2017 Projection: Collaboration will allow area nonprofits to better meet needs.
SBJ: What is your definition of poverty? Jody Glazner: Poverty is twofold. You are relationally poor and materially poor. So, when you are relationally poor, you don’t have those resources and that network.
SBJ: What is the face of poverty in Springfield? Glazner: The face of poverty in Springfield is not in one area. That’s something that I’ve been learning. Poverty is not picky. Poverty doesn’t care what part of town you live in. We focus a lot on Zone 1. But if you really look at poverty in Springfield as a whole, poverty is everywhere. Poverty is probably in your workplace; it is probably where you go to shop for your groceries; and it’s the car next to you at a stoplight. We see a lot of people in this area who are what I would call borderline poverty. They might not fall below that number that we come up with – that poverty line – but they are literally one blown tire away from being below the line, or they are one sick day that is unpaid, one medical emergency. For poverty to have a face, I think each of us has the possibility of that being our own.
SBJ: What are your plans for the Dream Center? Glazner: The Dream Center really gets to be this hub of hope for a community. That reaches everything from some counseling opportunities to some food resourcing, some education for adults. We’ve got an after school program for our kiddos. Once a month, we’ve invited some community resources that people might not need access to every week, but they could use it a couple times a year. We do a little bit of everything.

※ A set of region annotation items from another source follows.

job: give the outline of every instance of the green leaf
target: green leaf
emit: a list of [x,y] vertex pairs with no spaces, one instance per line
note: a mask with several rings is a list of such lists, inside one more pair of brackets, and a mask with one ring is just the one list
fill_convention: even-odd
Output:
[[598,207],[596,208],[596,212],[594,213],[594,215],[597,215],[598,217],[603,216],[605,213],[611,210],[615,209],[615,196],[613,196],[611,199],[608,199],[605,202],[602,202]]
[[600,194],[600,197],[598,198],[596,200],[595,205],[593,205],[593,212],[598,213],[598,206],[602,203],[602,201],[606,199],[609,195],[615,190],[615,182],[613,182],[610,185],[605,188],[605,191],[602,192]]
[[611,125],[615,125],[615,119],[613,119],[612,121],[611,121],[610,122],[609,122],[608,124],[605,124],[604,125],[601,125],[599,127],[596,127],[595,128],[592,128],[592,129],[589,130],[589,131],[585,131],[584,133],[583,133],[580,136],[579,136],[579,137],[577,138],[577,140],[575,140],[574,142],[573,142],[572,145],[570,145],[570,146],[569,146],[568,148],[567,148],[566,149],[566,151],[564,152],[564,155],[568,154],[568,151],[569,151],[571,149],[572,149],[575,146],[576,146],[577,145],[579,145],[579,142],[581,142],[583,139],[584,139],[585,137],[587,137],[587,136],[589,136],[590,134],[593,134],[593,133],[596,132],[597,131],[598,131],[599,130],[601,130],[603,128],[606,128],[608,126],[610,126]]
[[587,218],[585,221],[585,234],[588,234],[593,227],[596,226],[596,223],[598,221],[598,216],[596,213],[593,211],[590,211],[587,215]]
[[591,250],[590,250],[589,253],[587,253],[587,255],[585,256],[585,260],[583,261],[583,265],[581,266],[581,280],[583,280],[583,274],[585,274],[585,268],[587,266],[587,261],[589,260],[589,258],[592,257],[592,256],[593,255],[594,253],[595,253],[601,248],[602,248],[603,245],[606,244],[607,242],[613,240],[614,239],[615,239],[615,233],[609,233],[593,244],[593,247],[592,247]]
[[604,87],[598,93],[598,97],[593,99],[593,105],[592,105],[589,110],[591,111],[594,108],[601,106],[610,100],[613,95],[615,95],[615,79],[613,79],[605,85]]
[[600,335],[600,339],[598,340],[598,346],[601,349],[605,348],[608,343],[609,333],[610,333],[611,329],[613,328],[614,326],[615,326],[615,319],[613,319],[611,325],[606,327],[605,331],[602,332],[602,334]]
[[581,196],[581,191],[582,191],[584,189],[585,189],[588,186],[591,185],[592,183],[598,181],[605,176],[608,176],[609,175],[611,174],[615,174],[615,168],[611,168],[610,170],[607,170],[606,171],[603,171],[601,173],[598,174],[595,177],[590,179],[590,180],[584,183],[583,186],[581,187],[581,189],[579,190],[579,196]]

SBJ: There has been discussion about the gap between meeting immediate needs and helping those in need attain soft skills and training. What can be done to address that? Glazner: If we don’t meet immediate needs, then your soft skills don’t matter. I can teach you to do something, but if you’re hungry, your capacity of doing that well is lowered. When we have those basics, we can start hitting hard on some things. Let’s hit that work ethic. You’re really good at this, so let’s train that into a skill.
We’re going to do both: We’ll feed and then we will partner with places like the career center to do some of that career training. We will partner with the library; they will do little pop up classes where they will come in and teach computer skills. We are going to work with places like (Ozarks Technical Community College) – we are going to be a tutoring center for them.
SBJ: With nearly 26 percent of Springfield residents living below the federal poverty line of $24,300 annual household income for a family of four, City Manager Greg Burris has said the goal is to reduce that 5 percent by 2025. It seems like a small number for so far away. How difficult will that be? Glazner: When we are talking 25-26 percent of Springfield being at poverty, that’s a large chunk. Our poverty rate is increasingly high, and our unemployment rate is really low. Most people’s immediate response to poverty is well, go get a job. People are working, but they’re not working a job that can get them out of poverty. Now, we’ve got to work around your schedule to then get you job skills or to get you education and the opportunity to use your education that would get you a higher paying job. In Springfield, finding a job for $12 an hour is tough. When you get into it, that 5 percent is very difficult.